Judith est ma dame de cœur. Je sais tout de sa vie, elle ne sait rien de moi. Je suis son narrateur, son trajet d’existence, mais ne vous y trompez pas, nullement son biographe. Je connais ses pensées, et tous ses pas de danse je les ai relatés dans de nombreux chapitres à elle consacrés. Ce soir, Judith s’est blottie sous la couette. Un amant de passage vient de la quitter, laissant sur le chevet quelques billets de banque plus éloquents qu’une rupture d’anévrisme. Dire que je lui aurais plutôt offert mille billets d’amour, moi qui n’ai jamais frôlé sa peau mais juste respiré son parfum enivrant, moi qui aurais tatoué sa chair de récits et d’encres marines, je la regarde dormir, apaisée, courtisane adorée, carte à jouer, cœur battant, encore et toujours en cette vie de femme facile à la vie si rude, aussi difficile qu’un fil de soie refusant d’entrer dans la chasteté d’un chas de couturière incapable de recoudre les méandres d’une vie de trottoirs lugubres, luisants, où les hommes comme des lampadaires se font reluire pour pas grand chose, pour le prix d’une ombre dissimulée dans la nuit et l’ivresse.

Mais ce soir, Judith, tu ne connaîtras pas l’enfer des pavés, ni les mains sales et le corps cradingue des hommes en ribaude, ce soir j’écris ta vie et entre dans ton mystère, dans tes symphonies intimes, dans ton jazz aérien, je t’accompagne dans la nuit avec Erik Truffaz et sa trompette qui nous soulage des bruits nocturnes des sirènes infernales de pompiers de flics et d’ambulances, ce soir, nous marchons côte à côte, enchantés d’être ensemble et si loin pourtant l’un de l’autre.

Je me souviens de tes premiers pas sur le sable, les cris que tu poussais quand l’eau froide et salée effaçait les traces comme plus tard, sur d’autres plages, la musique insolente et rythmée oublia qui tu étais devenue, par les excès et les amours aux îlots désolés par d’infinies solitudes, quand les rochers émergent à marée basse au pied des remparts de saint Malo. Je me souviens des sternes qui t’épiaient alors qu’allongée à l’aube sur les rochers humides ta robe moulant ton corps précieux tu pleurais, abandonnée par un salaud qui puait le sable chaud et préférait la guerre aux femmes amoureuses. Je me souviens aussi de ceux qui ont suivi, nombreux, ta brutale épopée, mais tout cela je l’ai déjà écrit dans de nombreux chapitres que tu n’as jamais lu.

Je marche près de toi, dans le vent du hasard.

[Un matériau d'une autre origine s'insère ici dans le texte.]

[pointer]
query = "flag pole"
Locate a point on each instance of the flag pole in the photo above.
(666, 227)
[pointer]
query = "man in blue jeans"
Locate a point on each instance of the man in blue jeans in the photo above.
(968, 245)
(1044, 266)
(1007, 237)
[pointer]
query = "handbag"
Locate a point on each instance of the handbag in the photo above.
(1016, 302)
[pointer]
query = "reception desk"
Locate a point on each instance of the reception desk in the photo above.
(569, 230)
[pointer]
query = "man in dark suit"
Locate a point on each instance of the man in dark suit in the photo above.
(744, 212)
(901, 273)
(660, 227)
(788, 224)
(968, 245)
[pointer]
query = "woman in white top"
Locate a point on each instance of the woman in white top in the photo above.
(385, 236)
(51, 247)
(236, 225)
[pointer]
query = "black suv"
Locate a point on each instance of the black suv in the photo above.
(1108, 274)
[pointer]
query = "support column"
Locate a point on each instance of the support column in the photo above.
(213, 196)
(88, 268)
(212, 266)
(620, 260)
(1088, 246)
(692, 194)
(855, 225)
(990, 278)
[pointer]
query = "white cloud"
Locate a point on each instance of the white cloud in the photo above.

Je caresse ton crâne d’un souffle poussiéreux, tes talons claquent sur le béton désactivé de saint Georges de Didonne, sur la longue promenade que tu arpentes encore, cheveux ébouriffés, seins s’octroyant le luxe de ne porter aucune contrainte, pas de baleine ni de soutien-gorge, la nudité de Royan a rougi tes pommettes en changeant de commune. Le front d’estuaire ne charrie que ses eaux de Gironde. Il fait beau et le temps se prête comme un amant se donne à la joie aux amours et je te le répète aujourd’hui rien de méchant, de violent ou de triste ne t’arrivera, car c’est moi qui écris l’histoire, ton histoire, ces haltes sur les bancs où tu te prends à aimer la vie, le soleil tendre et les eaux boueuses de la Dordogne et de la Garonne mêlées, qui s’étalent sous les rires des mouettes et le grognement des goélands, tu aimes ce vent léger qui s’immisce dans ta poitrine offerte, Judith, ma dame de cœur, que je connais si bien, et qui ne sait rien de moi.

AK

270419

9 commentaires sur “Judith

  1. Superbe texte, dense et passionné. L’idée est originale, le personnage est d’autant plus vivant qu’il n’existe que dans la tête de l’auteur. Bravo, un beau tour de force!